During the session, Mr. Trump suggested that the mayor of Oakland, Calif., should be charged with obstruction of justice for warning her constituentsin February of an impending large-scale immigration raid and arrests.
“You talk about obstruction of justice,” said the president, who is himself the subject of a special counsel’s investigation into whether he sought to thwart a federal examination of Russia’s meddling in the 2016 elections. “I would recommend that you look into obstruction of justice for the mayor of Oakland.”
Turning to Jeff Sessions, his attorney general, who sat at the other end of the large wooden conference table, Mr. Trump said: “Perhaps the Department of Justice can look into that.”
The round table took place exactly one week after Mr. Trump used a closed-door cabinet meeting to castigate Kirstjen Nielsen, the secretary of homeland security, for failing to do enough to crack down at the border. On Wednesday, Ms. Nielsen said little when called upon to speak, other than to thank Mr. Trump for his leadership on the issue.

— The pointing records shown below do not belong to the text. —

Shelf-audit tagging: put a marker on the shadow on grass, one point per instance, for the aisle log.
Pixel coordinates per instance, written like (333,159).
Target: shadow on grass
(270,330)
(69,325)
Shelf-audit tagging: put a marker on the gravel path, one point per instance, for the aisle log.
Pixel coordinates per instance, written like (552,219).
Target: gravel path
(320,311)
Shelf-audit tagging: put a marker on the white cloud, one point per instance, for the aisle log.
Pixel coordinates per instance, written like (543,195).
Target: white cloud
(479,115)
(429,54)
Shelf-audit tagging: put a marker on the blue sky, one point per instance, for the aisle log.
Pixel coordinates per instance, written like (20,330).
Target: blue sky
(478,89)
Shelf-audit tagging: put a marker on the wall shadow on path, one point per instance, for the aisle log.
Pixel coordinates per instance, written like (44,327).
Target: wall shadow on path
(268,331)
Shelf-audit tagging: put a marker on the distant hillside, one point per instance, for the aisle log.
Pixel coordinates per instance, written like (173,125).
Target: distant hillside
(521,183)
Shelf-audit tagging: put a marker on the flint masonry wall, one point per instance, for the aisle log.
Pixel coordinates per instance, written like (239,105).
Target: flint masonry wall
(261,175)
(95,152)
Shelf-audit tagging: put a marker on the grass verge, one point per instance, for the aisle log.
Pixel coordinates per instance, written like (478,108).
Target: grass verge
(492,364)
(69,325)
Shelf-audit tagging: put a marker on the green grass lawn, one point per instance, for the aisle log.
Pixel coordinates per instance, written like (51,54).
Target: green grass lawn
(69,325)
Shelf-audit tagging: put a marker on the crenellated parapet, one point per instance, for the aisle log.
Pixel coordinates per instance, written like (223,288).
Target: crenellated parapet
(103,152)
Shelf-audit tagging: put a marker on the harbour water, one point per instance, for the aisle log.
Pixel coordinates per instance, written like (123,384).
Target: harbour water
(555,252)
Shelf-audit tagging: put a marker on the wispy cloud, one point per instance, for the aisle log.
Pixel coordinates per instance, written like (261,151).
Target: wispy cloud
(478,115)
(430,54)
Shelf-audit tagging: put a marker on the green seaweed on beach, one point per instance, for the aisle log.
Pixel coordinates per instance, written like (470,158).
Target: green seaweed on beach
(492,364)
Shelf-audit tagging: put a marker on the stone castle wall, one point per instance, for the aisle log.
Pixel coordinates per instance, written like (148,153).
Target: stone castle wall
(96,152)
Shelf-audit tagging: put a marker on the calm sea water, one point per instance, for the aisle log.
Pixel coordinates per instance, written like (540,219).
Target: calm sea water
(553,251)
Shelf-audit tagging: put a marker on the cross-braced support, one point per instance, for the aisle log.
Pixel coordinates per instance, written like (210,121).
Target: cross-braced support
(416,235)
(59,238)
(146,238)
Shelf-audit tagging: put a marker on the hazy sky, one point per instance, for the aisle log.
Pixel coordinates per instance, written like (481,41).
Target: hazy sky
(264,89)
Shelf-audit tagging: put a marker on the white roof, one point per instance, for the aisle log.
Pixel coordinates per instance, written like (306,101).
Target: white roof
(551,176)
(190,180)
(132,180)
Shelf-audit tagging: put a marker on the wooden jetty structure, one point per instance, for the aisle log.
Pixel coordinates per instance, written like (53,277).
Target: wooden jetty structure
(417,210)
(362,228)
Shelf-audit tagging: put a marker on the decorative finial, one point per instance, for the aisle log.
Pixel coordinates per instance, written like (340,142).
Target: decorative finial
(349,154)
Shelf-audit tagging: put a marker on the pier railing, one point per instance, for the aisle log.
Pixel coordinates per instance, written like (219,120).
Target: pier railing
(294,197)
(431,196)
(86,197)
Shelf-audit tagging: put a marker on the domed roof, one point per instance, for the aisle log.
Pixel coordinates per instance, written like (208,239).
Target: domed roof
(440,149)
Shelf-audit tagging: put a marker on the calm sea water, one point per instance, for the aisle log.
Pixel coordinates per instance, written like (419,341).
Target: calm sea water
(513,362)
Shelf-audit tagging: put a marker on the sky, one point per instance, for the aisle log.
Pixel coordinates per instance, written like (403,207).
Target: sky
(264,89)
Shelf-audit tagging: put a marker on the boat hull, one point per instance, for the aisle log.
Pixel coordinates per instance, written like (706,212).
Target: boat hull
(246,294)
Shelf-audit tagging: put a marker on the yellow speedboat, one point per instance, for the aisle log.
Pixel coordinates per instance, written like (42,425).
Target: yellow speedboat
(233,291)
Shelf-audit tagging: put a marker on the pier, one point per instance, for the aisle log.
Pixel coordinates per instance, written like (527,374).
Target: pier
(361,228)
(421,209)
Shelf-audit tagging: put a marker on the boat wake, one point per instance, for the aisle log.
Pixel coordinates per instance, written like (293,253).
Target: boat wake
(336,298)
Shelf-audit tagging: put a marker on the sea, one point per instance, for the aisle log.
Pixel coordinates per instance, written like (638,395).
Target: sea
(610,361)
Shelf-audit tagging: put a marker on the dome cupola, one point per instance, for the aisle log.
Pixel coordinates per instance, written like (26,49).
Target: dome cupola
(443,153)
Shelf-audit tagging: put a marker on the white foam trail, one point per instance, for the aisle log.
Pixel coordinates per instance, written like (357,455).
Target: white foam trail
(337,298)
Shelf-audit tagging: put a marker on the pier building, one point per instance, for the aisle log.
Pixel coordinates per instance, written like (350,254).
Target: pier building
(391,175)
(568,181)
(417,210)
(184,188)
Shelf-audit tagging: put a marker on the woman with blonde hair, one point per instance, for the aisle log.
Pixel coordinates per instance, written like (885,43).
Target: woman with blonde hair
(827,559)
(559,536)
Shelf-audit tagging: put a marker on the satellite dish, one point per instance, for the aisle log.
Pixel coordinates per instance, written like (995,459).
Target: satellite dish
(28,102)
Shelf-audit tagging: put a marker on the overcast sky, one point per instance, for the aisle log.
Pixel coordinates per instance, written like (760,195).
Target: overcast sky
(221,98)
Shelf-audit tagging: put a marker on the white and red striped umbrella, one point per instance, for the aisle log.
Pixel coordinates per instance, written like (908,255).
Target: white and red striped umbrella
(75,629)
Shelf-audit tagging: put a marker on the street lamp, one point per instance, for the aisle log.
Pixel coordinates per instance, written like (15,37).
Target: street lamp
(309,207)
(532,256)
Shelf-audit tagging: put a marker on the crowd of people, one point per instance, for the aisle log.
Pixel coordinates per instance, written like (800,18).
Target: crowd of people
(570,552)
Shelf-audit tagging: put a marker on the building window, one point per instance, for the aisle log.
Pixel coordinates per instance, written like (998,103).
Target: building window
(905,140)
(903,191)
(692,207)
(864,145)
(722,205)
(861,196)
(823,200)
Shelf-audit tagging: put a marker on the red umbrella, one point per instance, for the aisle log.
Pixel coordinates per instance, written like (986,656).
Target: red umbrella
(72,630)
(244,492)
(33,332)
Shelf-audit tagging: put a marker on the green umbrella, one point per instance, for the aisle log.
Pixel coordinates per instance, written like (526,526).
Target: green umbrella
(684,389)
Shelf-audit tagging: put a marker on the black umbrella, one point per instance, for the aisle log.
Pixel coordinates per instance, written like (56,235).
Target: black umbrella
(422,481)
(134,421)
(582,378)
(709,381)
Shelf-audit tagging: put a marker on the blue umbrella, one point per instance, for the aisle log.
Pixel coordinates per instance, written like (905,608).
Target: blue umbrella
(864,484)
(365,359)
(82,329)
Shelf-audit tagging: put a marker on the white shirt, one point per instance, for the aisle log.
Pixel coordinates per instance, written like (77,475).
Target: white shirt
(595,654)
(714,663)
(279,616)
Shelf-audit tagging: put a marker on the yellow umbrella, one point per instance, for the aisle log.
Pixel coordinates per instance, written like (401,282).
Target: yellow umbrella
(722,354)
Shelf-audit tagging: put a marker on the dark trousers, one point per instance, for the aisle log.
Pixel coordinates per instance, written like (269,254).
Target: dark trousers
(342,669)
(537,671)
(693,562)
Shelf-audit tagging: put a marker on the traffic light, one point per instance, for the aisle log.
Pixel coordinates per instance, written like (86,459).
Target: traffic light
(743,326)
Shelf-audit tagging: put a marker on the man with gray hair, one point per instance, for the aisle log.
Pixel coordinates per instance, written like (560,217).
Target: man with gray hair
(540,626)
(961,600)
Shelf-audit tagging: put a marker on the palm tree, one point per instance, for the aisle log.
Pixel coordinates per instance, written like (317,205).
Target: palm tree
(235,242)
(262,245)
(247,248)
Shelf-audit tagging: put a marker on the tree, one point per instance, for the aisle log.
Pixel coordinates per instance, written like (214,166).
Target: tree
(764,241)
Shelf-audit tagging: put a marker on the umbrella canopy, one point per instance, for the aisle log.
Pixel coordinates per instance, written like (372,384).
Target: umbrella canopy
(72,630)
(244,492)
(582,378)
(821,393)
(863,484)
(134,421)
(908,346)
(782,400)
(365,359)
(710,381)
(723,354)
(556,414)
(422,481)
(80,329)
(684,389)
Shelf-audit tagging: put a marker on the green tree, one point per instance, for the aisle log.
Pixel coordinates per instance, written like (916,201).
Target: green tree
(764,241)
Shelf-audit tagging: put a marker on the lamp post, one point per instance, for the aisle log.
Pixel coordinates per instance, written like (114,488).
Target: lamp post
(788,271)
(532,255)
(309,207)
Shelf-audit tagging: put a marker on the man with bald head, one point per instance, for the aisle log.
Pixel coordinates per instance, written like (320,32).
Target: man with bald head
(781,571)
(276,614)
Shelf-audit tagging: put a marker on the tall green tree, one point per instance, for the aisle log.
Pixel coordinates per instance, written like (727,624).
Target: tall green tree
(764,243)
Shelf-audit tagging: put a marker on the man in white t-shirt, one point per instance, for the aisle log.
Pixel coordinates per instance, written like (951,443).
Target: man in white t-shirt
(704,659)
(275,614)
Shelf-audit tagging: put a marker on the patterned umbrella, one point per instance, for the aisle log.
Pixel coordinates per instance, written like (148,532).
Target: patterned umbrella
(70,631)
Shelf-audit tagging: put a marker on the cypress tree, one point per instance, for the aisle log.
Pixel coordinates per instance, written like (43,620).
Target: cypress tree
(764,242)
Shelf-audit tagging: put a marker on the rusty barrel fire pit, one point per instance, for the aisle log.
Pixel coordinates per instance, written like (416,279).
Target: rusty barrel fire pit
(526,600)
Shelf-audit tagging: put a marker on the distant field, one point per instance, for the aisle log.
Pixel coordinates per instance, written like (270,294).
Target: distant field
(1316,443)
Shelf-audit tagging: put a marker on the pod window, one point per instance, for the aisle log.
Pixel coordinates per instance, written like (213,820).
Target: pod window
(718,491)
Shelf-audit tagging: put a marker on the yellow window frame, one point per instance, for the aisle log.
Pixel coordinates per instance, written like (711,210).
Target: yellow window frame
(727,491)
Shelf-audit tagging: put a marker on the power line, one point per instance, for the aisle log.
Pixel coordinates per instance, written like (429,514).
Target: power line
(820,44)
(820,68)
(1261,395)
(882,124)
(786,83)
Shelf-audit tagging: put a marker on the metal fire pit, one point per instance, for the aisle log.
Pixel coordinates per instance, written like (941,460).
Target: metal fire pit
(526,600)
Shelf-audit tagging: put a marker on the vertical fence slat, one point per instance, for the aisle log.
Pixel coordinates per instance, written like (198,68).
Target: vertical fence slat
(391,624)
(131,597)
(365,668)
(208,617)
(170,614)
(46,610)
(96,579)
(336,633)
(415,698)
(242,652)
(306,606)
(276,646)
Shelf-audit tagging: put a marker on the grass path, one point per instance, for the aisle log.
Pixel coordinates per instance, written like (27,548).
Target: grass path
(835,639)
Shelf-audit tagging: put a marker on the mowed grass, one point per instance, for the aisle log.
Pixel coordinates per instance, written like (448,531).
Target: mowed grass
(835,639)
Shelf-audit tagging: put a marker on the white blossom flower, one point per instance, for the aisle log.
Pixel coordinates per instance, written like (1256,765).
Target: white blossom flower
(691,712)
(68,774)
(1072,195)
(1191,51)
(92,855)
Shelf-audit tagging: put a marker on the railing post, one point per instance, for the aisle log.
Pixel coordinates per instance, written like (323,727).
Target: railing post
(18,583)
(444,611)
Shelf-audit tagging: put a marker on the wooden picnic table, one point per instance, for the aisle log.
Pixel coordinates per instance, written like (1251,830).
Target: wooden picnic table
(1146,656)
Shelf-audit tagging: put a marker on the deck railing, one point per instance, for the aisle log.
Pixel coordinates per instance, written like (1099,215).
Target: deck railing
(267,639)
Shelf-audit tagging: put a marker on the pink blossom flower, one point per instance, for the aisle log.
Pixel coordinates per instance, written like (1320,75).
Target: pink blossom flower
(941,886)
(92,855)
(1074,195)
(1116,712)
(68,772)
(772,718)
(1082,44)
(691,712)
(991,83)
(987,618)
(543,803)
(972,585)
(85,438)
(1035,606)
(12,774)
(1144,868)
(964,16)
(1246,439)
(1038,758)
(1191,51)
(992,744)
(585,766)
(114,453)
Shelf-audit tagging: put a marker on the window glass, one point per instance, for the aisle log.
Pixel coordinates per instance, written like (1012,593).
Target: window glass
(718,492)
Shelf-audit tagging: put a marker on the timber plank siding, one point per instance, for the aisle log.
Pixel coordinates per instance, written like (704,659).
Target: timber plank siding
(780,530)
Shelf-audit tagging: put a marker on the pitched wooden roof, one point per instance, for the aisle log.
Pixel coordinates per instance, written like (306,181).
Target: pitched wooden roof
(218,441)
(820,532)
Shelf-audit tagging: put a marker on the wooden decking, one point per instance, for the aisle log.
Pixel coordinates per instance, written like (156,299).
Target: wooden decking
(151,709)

“You’re doing a good job, and it’s not an easy job,” Mr. Trump told Ms. Nielsen.
He alluded to a recent push by his administration that parents be separated from their children when families cross illegally into the United States, but blamed Democrats — many of whom have vehemently opposed the practice — for the new policy.
“I know what you’re going through right now with families is very tough, but those are the bad laws that the Democrats gave us,” Mr. Trump said. “We have to break up families. The Democrats gave us that law.
The president also took aim at Mexico as unhelpful on immigration.
“Mexico does nothing for us,” Mr. Trump said. “Mexico talks, but they do nothing for us, especially at the border. Certainly don’t help us much on trade, but especially at the border, they do nothing for us.”
His harsh criticism came as American and Mexican officials were at a critical stage in their efforts to renegotiate the North American Free Trade Agreement.
Mr. Trump’s heated remarks on immigration, both private and public, appear to have resonated with his advisers, who have been moving to put in place ever-stricter policies in line with the president’s vision. Mr. Sessions said the Department of Justice would be adding immigration judges and prosecuting twice as many immigration cases this year.
“The president has made clear to all of us that we have to do better,” he said. “We are going to do better.”
The attorney general, a former senator who helped to derail previous attempts at revamping immigration laws, also expressed hope that a legislative overhaul could be enacted this year, although Republicans on Capitol Hill have shown little appetite for undertaking one.
“This is the year that we have to move Congress,” Mr. Sessions said.